In an interesting incident, R Ashwin, who attended the press conference, asked Brathwaite a question about what he expected from the crowd as the action shifts to the United States of America following the four Tests in the Caribbean.
"It's funny because the US has a lot of Caribbean supporters and I think a few Caribbean people who used to like cricket but probably don't follow it anymore would love to come out and enjoy some games in the US," Brathwaite replied. "Whether they will be supporting West Indies or India I don't know, but I think it will be a very good spectacle. From all reports, CPL had a fantastic ovation and it was well-received. And I hope this is the start of big things. We are next-door neighbours and the US is a powerhouse so let's see how it goes. We are testing the waters a bit, hopefully it goes well and hopefully this is the first of many in the USA."
Brathwaite added that his teammates were mature enough to handle the change in leadership. He said that the camaraderie within the camp was fantastic as always, which made his work easier as a captain.
"I think a team like this will be pretty easy to lead, from the point of view that the dressing room is a fun place to be. I don't think it's a case where I have to negotiate too many egos," he said. "The guys enjoy each other's company. It's just a matter for me to go there, do the things that I can do, firstly as a player and then a captain, continue to mould the team that Darren has started to mould, efficiently.
"Again, the most important thing is getting victories for the West Indies. As a new leader, things might change bit by bit. It's just about adjusting and then for me to find ways for the team to continue to win. I don't want to get too deep into the psychology of changing leaders and stuff like that. I think all the guys are mature enough. We have had cases where some of the guys were captains, and then played the next series under a different captain. We are professionals, we all know what we have to go out there and do.
"It's a matter of, first, to go out there and win games for the West Indies, and I hope that my leadership can influence that in some part.

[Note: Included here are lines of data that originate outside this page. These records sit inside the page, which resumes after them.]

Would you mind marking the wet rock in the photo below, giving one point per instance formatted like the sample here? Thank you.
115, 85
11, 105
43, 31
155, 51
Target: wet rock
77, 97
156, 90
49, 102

Even if it doesn't, if we win the games that will be the most important thing."
Brathwaite, who made headlines in the ICC World T20 2016 final against England, by smacking four successive sixes in the last over off Ben Stokes to take West Indies to its second WT20 title, has played only eight T20Is in his short career so far.
"I want to be the best I can be," he said. "I want to myself be available in all three formats for the West Indies and I obviously don't want to make goals I haven't been able to fulfill as yet."
The Barbadian has played 14 ODIs and three Tests, the last of which was against India in the first Test in Antigua, after which he was left out of the side.
"Being dropped, I got a clear message from the selectors why I was dropped as well," he said. "I was disappointed but it's a chance for me now to go forward and get a bit stronger and get a bit better as well and when you get that chance again, whenever it may be, it is up to me to take that chance and become a better player all-round.
"I wanted to contact my family and my close advisors before I took the job (of leading West Indies in the shortest format). It is an honour, I would never say I didn't want to take it. But obviously I had some questions that I asked of the selection panel before I took the job. Just basically to clarify why they wanted me, what they expected of me, and coming into the role knowing my job."